Background: Multiple studies have compared on-pump coronary artery bypass (ONCAB) grafting with off-pump coronary artery bypass (OPCAB) grafting, but the optimal surgical strategy has yet to be established. Furthermore, there is limited evidence regarding mid-term graft patency rates.
Methods: Between April 2001 and March 2014, 365 consecutive patients underwent isolated coronary artery bypass grafting (CABG; male: 75%; mean age: 69 ± 10 years).
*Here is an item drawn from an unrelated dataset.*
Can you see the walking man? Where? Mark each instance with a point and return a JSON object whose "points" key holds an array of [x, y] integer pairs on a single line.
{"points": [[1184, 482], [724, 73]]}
After propensity-score-matched analysis, we assessed the results of 67 patients in each group (ONCAB: group A, OPCAB: group B). The mean follow-up period of graft patency and survival rate was 35 ± 37 months and 54 ± 47 months, respectively.
Results: There were no significant differences in baseline characteristics between the two groups. There was a trend for an increased number of distal anastomoses in group B as compared to group A (group A vs. group B: 3.8 ± 1.1 vs. 4.1 ± 1.6, P = 0.17). The total graft patency rate was tend to be lower in group A, but not statistically significant (group A: 156 months, 45.2%; group B: 96 months, 72.6%; P = 0.21). There was no difference for survival and major-adverse-cardiac-and-cerebrovascular-events (MACCE) free rate (P = 0.42 and 0.76, respectively).
Conclusion: Propensity-score-matched analysis revealed no difference in mid-term survival rate, MACCE free rate, graft patency rates, and number of distal anastomoses between ONCAB and OPCAB groups.